[asterisk-bugs] [JIRA] Commented: (ASTERISK-20375) Asterisk channel reference leak when attempting to transfer a call originated to a local channel running the Echo application

Mark Michelson (JIRA) noreply at issues.asterisk.org
Tue Sep 11 18:01:07 CDT 2012


    [ https://issues.asterisk.org/jira/browse/ASTERISK-20375?page=com.atlassian.jira.plugin.system.issuetabpanels:comment-tabpanel&focusedCommentId=196960#comment-196960 ] 

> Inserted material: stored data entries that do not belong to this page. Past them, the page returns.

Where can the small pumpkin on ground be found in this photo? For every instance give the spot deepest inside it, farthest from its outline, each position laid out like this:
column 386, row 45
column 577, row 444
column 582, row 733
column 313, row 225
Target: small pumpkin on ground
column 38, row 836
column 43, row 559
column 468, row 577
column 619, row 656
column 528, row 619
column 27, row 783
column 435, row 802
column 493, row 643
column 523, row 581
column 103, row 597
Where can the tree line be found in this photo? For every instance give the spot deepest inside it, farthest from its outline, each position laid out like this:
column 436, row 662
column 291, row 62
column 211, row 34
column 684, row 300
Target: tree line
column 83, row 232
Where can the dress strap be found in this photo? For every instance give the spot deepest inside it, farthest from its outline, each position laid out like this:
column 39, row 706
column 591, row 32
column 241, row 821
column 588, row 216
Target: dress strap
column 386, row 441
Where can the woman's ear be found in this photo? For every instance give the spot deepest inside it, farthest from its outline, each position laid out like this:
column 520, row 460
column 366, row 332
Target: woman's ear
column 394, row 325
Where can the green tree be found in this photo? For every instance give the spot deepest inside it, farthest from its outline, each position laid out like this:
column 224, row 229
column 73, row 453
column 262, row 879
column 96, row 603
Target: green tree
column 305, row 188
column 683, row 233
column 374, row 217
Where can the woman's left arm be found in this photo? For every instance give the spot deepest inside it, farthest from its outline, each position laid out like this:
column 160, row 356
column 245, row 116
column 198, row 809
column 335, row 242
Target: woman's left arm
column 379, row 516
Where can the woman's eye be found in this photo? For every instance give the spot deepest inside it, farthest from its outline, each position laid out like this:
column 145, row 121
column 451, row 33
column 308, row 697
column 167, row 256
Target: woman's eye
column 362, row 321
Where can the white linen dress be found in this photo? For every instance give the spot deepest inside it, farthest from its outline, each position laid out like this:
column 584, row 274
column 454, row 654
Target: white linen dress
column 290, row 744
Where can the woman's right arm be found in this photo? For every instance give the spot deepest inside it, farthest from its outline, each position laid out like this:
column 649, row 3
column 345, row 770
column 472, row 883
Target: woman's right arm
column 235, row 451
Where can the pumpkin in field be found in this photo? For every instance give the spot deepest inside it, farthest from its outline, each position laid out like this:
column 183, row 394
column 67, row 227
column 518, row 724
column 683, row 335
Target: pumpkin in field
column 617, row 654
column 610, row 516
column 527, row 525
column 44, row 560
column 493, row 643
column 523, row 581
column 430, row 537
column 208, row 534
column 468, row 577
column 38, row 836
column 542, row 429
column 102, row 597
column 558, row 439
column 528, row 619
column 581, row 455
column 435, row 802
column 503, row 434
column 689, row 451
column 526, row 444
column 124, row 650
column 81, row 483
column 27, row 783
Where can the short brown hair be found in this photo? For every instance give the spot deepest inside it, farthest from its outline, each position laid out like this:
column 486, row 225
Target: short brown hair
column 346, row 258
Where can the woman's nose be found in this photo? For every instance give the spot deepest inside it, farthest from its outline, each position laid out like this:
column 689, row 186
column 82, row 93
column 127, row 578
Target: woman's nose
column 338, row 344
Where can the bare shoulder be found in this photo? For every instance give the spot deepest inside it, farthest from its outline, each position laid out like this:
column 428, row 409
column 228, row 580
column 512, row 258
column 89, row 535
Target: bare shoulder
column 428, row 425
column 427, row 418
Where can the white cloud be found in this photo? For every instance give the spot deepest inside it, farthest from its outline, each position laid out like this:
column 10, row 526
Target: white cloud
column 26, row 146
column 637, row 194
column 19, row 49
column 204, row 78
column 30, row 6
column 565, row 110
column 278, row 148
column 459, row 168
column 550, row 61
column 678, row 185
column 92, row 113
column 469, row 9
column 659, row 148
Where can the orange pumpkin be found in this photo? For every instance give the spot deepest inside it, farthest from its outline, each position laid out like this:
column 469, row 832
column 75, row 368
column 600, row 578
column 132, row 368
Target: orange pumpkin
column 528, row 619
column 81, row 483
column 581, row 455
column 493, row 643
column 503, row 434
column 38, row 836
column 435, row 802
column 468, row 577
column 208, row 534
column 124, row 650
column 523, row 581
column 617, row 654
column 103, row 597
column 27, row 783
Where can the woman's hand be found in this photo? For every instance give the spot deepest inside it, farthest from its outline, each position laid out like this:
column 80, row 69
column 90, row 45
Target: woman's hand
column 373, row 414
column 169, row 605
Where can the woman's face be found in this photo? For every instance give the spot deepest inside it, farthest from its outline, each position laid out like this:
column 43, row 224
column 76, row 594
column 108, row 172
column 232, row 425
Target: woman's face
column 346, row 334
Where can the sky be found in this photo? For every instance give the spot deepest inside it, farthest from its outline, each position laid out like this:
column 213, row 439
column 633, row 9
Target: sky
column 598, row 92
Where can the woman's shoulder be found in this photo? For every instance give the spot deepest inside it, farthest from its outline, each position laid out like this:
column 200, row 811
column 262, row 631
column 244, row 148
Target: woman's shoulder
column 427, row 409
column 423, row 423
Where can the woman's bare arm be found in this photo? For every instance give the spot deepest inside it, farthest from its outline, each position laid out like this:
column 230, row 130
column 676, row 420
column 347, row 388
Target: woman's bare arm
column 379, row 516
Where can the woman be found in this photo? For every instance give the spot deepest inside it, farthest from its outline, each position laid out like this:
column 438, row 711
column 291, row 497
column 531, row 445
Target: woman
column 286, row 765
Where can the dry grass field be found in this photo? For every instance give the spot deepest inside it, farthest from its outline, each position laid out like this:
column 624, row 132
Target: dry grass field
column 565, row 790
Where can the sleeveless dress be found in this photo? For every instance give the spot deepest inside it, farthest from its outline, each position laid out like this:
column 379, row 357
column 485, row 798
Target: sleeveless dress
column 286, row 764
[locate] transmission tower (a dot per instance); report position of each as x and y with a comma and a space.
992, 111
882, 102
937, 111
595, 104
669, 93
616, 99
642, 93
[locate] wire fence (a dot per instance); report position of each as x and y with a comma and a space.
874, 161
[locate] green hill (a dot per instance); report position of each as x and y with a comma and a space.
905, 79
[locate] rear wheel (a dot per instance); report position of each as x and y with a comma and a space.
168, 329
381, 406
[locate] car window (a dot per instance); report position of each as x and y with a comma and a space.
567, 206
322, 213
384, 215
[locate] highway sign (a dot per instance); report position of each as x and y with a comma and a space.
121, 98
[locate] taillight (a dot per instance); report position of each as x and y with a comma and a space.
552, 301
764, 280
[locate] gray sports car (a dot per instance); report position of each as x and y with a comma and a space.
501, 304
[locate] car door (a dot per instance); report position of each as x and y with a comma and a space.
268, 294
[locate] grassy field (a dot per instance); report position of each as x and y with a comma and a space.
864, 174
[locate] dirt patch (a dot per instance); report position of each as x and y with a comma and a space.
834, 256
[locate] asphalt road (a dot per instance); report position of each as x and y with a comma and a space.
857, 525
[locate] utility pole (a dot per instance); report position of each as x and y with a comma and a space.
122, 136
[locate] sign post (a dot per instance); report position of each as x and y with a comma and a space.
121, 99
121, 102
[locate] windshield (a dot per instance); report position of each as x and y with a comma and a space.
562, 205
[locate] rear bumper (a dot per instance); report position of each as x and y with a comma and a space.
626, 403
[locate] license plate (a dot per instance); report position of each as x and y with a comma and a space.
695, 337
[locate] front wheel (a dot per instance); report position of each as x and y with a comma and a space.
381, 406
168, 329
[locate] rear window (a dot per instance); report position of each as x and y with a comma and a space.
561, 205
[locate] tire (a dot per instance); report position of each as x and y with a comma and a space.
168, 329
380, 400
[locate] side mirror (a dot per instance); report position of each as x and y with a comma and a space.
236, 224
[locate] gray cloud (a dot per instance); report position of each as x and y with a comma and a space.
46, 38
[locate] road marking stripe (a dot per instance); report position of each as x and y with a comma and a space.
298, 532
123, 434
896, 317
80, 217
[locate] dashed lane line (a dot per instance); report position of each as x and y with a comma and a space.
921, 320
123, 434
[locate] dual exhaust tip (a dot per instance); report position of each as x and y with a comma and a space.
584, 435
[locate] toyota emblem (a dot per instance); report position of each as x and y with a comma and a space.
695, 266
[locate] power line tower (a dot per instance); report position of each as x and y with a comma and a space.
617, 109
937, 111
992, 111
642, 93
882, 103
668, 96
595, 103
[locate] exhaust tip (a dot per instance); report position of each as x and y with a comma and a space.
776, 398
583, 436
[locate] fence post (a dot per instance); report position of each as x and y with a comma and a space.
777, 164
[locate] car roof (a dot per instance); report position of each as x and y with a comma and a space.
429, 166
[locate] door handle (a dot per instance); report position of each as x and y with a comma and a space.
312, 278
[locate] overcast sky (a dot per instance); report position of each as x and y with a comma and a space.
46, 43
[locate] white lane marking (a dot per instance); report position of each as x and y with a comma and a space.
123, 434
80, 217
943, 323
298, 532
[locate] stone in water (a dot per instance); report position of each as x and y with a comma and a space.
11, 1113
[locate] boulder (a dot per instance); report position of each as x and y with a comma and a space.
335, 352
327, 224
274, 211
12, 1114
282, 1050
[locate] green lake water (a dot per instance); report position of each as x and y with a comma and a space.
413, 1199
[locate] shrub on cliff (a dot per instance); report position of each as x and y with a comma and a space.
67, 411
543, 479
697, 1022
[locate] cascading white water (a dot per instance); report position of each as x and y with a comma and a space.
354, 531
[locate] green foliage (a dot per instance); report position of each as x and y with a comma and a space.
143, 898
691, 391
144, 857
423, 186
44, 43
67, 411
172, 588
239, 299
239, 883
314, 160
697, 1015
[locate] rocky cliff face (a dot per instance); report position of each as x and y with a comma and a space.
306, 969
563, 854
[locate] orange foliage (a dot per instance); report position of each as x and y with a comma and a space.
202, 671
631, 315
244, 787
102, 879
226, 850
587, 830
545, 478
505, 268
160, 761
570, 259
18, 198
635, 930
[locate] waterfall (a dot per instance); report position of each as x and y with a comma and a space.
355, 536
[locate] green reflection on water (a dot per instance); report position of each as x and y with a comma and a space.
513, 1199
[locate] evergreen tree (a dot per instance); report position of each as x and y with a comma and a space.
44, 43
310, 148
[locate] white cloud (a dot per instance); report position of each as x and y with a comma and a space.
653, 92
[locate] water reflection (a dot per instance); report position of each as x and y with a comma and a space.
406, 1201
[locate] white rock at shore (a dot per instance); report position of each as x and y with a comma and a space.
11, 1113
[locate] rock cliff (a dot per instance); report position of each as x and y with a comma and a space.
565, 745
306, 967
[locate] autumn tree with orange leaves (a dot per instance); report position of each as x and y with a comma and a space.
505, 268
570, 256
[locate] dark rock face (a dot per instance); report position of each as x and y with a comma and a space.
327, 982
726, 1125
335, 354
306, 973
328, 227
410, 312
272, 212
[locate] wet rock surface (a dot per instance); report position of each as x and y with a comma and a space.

Mark Michelson commented on ASTERISK-20375:
-------------------------------------------

I decided to look into the transferdigittimeout to see if that might be getting screwed up on my system. I applied the following diff on my system:

{noformat}
root at levin:/usr/src/asterisk/tags/1.8.16.0-rc1# svn diff
Index: main/channel.c
===================================================================
--- main/channel.c    (revision 372336)
+++ main/channel.c    (working copy)
@@ -3544,6 +3544,7 @@
 
 int ast_waitfordigit_full(struct ast_channel *c, int ms, int audiofd, int cmdfd)
 {
+    int saved_ms = ms;
     /* Stop if we're a zombie or need a soft hangup */
     if (ast_test_flag(c, AST_FLAG_ZOMBIE) || ast_check_hangup(c))
         return -1;
@@ -3557,6 +3558,10 @@
         struct ast_channel *rchan;
         int outfd=-1;
 
+        if (saved_ms != ms) {
+            ast_log(LOG_NOTICE, "In waitfordigitfull, ms is %d\n", ms);
+            saved_ms = ms;
+        }
         errno = 0;
         rchan = ast_waitfor_nandfds(&c, 1, &cmdfd, (cmdfd > -1) ? 1 : 0, NULL, &outfd, &ms);
        
Index: main/features.c
===================================================================
--- main/features.c    (revision 372336)
+++ main/features.c    (working copy)
@@ -2509,7 +2509,9 @@
     }
 
     /* this is specific of atxfer */
+    ast_log(LOG_NOTICE, "ast_app_dtget with transferdigittimeout of %d\n", transferdigittimeout);
     res = ast_app_dtget(transferer, transferer_real_context, xferto, sizeof(xferto), 100, transferdigittimeout);
+    ast_log(LOG_NOTICE, "ast_app_dtget returned with %d\n", res);
     if (res < 0) {  /* hangup or error, (would be 0 for invalid and 1 for valid) */
         finishup(transferee);
         return -1;
{noformat}
And here is the resulting output that I see on the CLI when I run my test:
{noformat}
*CLI> originate SIP/2000 extension 2301 at default
*CLI> [Sep 11 17:25:44] NOTICE[12863]: features.c:2514 builtin_atxfer: ast_app_dtget with transferdigittimeout of 3000
[Sep 11 17:25:44] NOTICE[12863]: channel.c:3562 ast_waitfordigit_full: In waitfordigitfull, ms is 2980
[Sep 11 17:26:08] NOTICE[12863]: channel.c:3562 ast_waitfordigit_full: In waitfordigitfull, ms is 2978
[Sep 11 17:27:08] NOTICE[12863]: channel.c:3562 ast_waitfordigit_full: In waitfordigitfull, ms is 2976
[Sep 11 17:35:09] NOTICE[12863]: channel.c:3562 ast_waitfordigit_full: In waitfordigitfull, ms is 2974
[Sep 11 17:37:34] NOTICE[12863]: channel.c:3562 ast_waitfordigit_full: In waitfordigitfull, ms is 2973
[Sep 11 17:37:38] NOTICE[12863]: channel.c:3562 ast_waitfordigit_full: In waitfordigitfull, ms is 2972
[Sep 11 17:37:38] NOTICE[12863]: channel.c:3562 ast_waitfordigit_full: In waitfordigitfull, ms is 2970
[Sep 11 17:37:41] NOTICE[12863]: channel.c:3562 ast_waitfordigit_full: In waitfordigitfull, ms is 2967
[Sep 11 17:37:41] NOTICE[12863]: channel.c:3562 ast_waitfordigit_full: In waitfordigitfull, ms is 2966
[Sep 11 17:41:09] NOTICE[12863]: channel.c:3562 ast_waitfordigit_full: In waitfordigitfull, ms is 2964
{noformat}
As you can see, the proper timeout is being passed into {{ast_app_dtget()}}, but ... stuff is clearly broken here. For whatever reason, after about 15 minutes, the number of milliseconds has only decreased by 35. Furthermore, it's difficult to see a definite pattern to when the number decreases. There are two other interesting data points to bring up.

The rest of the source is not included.